In a world facing a multitude of serious environmental challenges, no-one is more aware of the need for urgent action than former astronaut Dr Mae C Jemison.
High on her agenda is a long-held desire to alleviate world hunger, help protect the integrity of biodiversity, and develop sustainable clean energy supplies for those currently without. Though not alone in her ambitions, Jemison believes that part of the solution may be found through interstellar travel – space exploration that takes astronauts beyond the solar system to the planets of another star.
Whilst much of the focus within the space community at present is centred on Mars, Mae believes the answers lie far further out in space. She believes it is only when we challenge ourselves to travel outside the Solar system that we will achieve long-lasting results.
Living on an interstellar spaceship for years at a time throws up all manner of technological, logistical and social challenges that allow us to rethink how we live on our own planet.
The extreme nature of interstellar travel, she argues “demands radical leaps in all of our disciplines, our knowledge, our technology, our systems, our capabilities. How we might operate on a starship that contains 5,000 people allows us the opportunity to apply that thinking to our starship [Earth] that we’re on right now”.
Jemison has never shied away from a challenge. Soon after leaving NASA she set up her first company to distribute advanced technologies to areas of the world that need them most.
A second company, which seeks to produce enhanced medical devices to help doctors better understand the human nervous system, builds on her own space mission experience on Shuttle flight STS-47. Whilst on board she was tasked with using special exercise techniques rather than drugs to help alleviate motion sickness – a problem that effects roughly 80% of all astronauts.
Today, her company is investigating whether the exercises can also help alleviate the debilitating symptoms of those suffering from conditions such as migraine or anxiety. She is also the founder of an international science camp that encourages young people between the ages of 12 and 16 to get more involved in science.
Mae herself has always been a devotee of scientific learning. Encouraged by her parents, who regularly took her to museums to help foster an interest in the world around her, she studied chemical engineering at Stanford University alongside a degree in African and African-American studies, later moving on to read medicine at Cornell Medical College.
From an early age she also exhibited a keen interest in astronomy and outer space.
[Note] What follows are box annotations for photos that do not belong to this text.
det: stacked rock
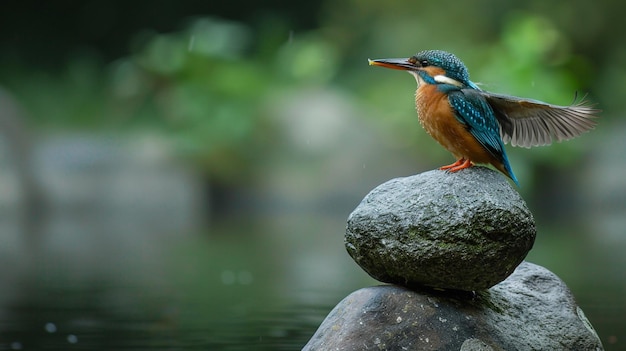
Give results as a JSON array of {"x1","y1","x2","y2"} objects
[{"x1": 304, "y1": 167, "x2": 602, "y2": 351}]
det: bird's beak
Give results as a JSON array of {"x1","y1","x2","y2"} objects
[{"x1": 367, "y1": 58, "x2": 417, "y2": 71}]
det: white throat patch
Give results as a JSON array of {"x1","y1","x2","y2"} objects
[{"x1": 433, "y1": 74, "x2": 463, "y2": 87}]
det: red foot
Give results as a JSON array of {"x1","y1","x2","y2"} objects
[
  {"x1": 439, "y1": 158, "x2": 465, "y2": 171},
  {"x1": 439, "y1": 158, "x2": 474, "y2": 172}
]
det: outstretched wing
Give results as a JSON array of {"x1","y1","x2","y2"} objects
[{"x1": 481, "y1": 91, "x2": 600, "y2": 148}]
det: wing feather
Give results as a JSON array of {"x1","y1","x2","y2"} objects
[{"x1": 481, "y1": 91, "x2": 600, "y2": 148}]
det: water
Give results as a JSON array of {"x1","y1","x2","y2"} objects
[
  {"x1": 0, "y1": 215, "x2": 626, "y2": 351},
  {"x1": 0, "y1": 218, "x2": 371, "y2": 351}
]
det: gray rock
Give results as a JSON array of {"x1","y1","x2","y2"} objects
[
  {"x1": 303, "y1": 262, "x2": 603, "y2": 351},
  {"x1": 345, "y1": 167, "x2": 536, "y2": 291}
]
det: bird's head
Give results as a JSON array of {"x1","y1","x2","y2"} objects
[{"x1": 368, "y1": 50, "x2": 478, "y2": 89}]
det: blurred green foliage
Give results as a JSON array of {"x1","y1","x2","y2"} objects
[{"x1": 2, "y1": 0, "x2": 608, "y2": 183}]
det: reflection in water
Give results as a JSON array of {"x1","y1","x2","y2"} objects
[{"x1": 0, "y1": 218, "x2": 371, "y2": 350}]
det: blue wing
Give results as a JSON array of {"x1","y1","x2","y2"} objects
[{"x1": 448, "y1": 89, "x2": 508, "y2": 163}]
“Growing up on the Southside of Chicago, I was just like every other kid. I loved space, stars and dinosaurs. I always knew I wanted to explore. At the time of the Apollo programme, everybody was thrilled about space, but I remember being irritated that there were no women astronauts.”
Years later in 1983, when Sally Ride rode into space as the first American female astronaut, Mae felt this was something she could now achieve herself.
Her first application to NASA in 1985 was unsuccessful as the Challenger disaster occurred soon afterwards and temporarily paused the astronaut recruitment programme.
In 1987 she tried again and this time was successful.
Following an intensive programme of astronaut training and months of ground duties at the Kennedy Space Centre, Mae finally flew into space in September 1992 as a Mission Specialist on the STS-47 Shuttle mission. She was the first female African American to go into space and carried with her a photo of pioneering aviator Bessie Coleman, the first African American to gain an international pilot’s license.
The mission set two other milestones: the first Japanese astronaut to fly aboard an American spacecraft– Mamouru Mohri – and the first married couple to go into orbit together – N. Jay Davis and her, then husband, Mark C. Lee.
The flight lasted eight days – or 190 hours, 30 minutes, 23 seconds – and carried an onboard laboratory built by the Japanese – Spacelab J. Inside the lab Jemison took responsibility for several of the 44 on-board life and materials science experiments. One involved her fertilising eggs from South African clawed frogs and noting how the tadpoles developed during the mission. She was also co-investigator on a bone cell research experiment.
Before each shift she announced her work was about to begin by declaring “Hailing frequencies open”, a quote from the original Star Trek television series she had so enjoyed watching as a child. Her love of Star Trek was cemented the following year when she flew back into space – this time on board the USS Enterprise in an episode of Star Trek: The Next Generation, the first astronaut to appear on the programme.
Before her flight Mae was placed into her launch suit by Suit Technician, Sharon McDougle. The two had an excellent relationship and Sharon admired how Jemison could be a normal person one moment and a “super doctor scientist” the next.
As an African American herself, Sharon was especially keen to make sure everything went smoothly recounting in a NASA interview: “I’m sure it was probably a little scary for her being the first African-American woman to go into space. So I wanted to do my part in making it special for her…and for me, because I was excited about being a part of history”.
Mae has never considered herself as a role model – just an ordinary person seeking to do their very best in whatever it is they choose to do. Today she looks back on her youth as a period of change when people started to insist on their right to participate.
She wants us all to do the same for the sake of ourselves and the planet. But to do that, she argues, we will all need to develop confidence and feed our minds:
“Don’t let anyone rob you of your imagination, your creativity, or your curiosity. It’s your place in the world; it’s your life. Go on and do all you can with it, and make it the life you want to live.”
A sentiment which, at the moment, none of us can afford to ignore.